I’m getting a very low global store/load memory efficiency output from visual profiler ( 18 % )
I’m running the following kernel and my understanding is that this should give 100 % since the data
transfer for a half warp could fit into a 4*16 = 64 byte memory transfer and not waste any memory bandwidth.
__global__ void kernelTest(unsigned int *dsrc,unsigned int *ddst)
{
unsigned int x = blockIdx.x*blockDim.x + threadIdx.x;
unsigned int k = dsrc[x];
ddst[x] = k;
}
I’m running on a laptop with a Quadro FX 1800m (compute cap. 1.2)
So my question is : Why do I get such a low efficiency from my kernel
If you want a simple copy kernel that fully utilizes device memory bandwidth then you should either scale up the number of threads or scale up the number of reads-in-flight per warp.
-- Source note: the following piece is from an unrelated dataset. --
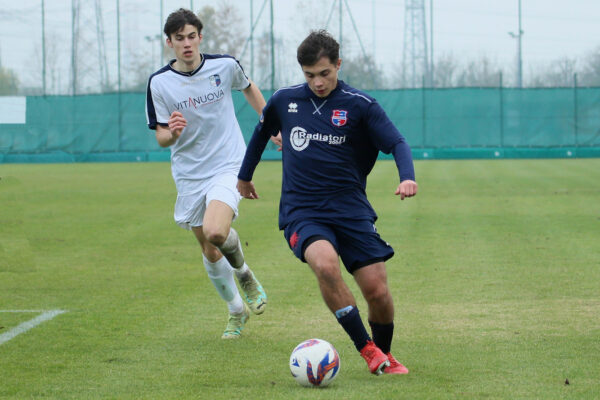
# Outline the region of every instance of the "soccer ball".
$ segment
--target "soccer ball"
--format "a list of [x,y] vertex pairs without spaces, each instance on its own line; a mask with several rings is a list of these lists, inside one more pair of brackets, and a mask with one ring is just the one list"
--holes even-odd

Volkov’s GTC 2010 paper describes these two approaches starting on pg. 27.
A couple of weeks ago I wrote some simple copy kernels to evaluate sm_35 LDG opcode generation. The test kernels are here. There is no main() routine because I was only looking at the PTX/SASS, but they’re a good example of how to issue many loads.
Thanks for the replay. I think you are talking about memory througput and not efficency measurment.
I’m running 256*1000 threads (blocksize = 256).
I thought that the global load / store memory efficency did not really have anything to do with the number of threads you where running but more a measurment of the memory access pattern.
As far as I can see it if I access the data accoring to my kernel I should fit the data in one half warp aka 64 bytes transfer instruction and the efficency should be 100%…but no:)
I should mention that I did this test kernel since I got the same response for another kernel I created for graph optimization and I just wanted to validate the visual profiler result.
Update: I dug a little deeper into the global ld/st efficiency numbers for sm_12 devices and was just as confounded as you. If you dig deeper into the Visual Profiler and collect Metrics & Events you can capture gld/gst 128/64/32b events as well as total requests and coalesced transaction counts. None of these metrics point to low efficiency.
Update 2: I am pretty sure that for sm_12 you should be interpreting the gld/gst_efficiency as a strict device-specific ratio and not as a percentage. The target number you should strive for is “2 * #SM”. For a GT 240 it is 24 and for the 1800m it is 18 (9 SMs). Anything less implies gld/gst requests were “fragmented”. I assume sm_13 mirrors sm_12.
How did I come to this conclusion? Force some uncoalesced loads or stores in your microbenchmark and inspect the 128/64/32b event counters. Then plug them into the documented formula. They match the reported ‘efficiency’ ratio.
So is this actually a bug in Visual Profile? Yeah, I think so. The formula in the docs mirrors what VP is reporting but if it’s supposed to be a percentage then the “(2 * #SM)” should simply be removed.
For sm_11 the efficiency number’s range appears to be between 0.0 and 1.0. Not a percentage either – so also a minor bug. 1 means all transactions were coalesced, otherwise it’s the ratio of coalesced/(coalesced+uncoalesced). This matches the formula in the VP documentation and is at least close to being a percentage. Note that Visual Profiler doesn’t reveal any transaction size counters for sm_11 devices.
I’ll now let the old headless GT 240 and 9400 GT cards go back to sleep. :)
Thank you Allanmac for the explanation=)
According to you describtion above I can understand why I only get 18 % ( I turned on the metrics counters myself). I also agree with you that this is probably a bug in visual profiler since the procentage and the
“developer tips” that visual profiler gives out is based on a somewhat missguided calculations. The only graphics card where you would acctually get 100 % == 100 % is someone that has 50 sm (on sm_12 … or is this the same for sm_2X…sm3X ? )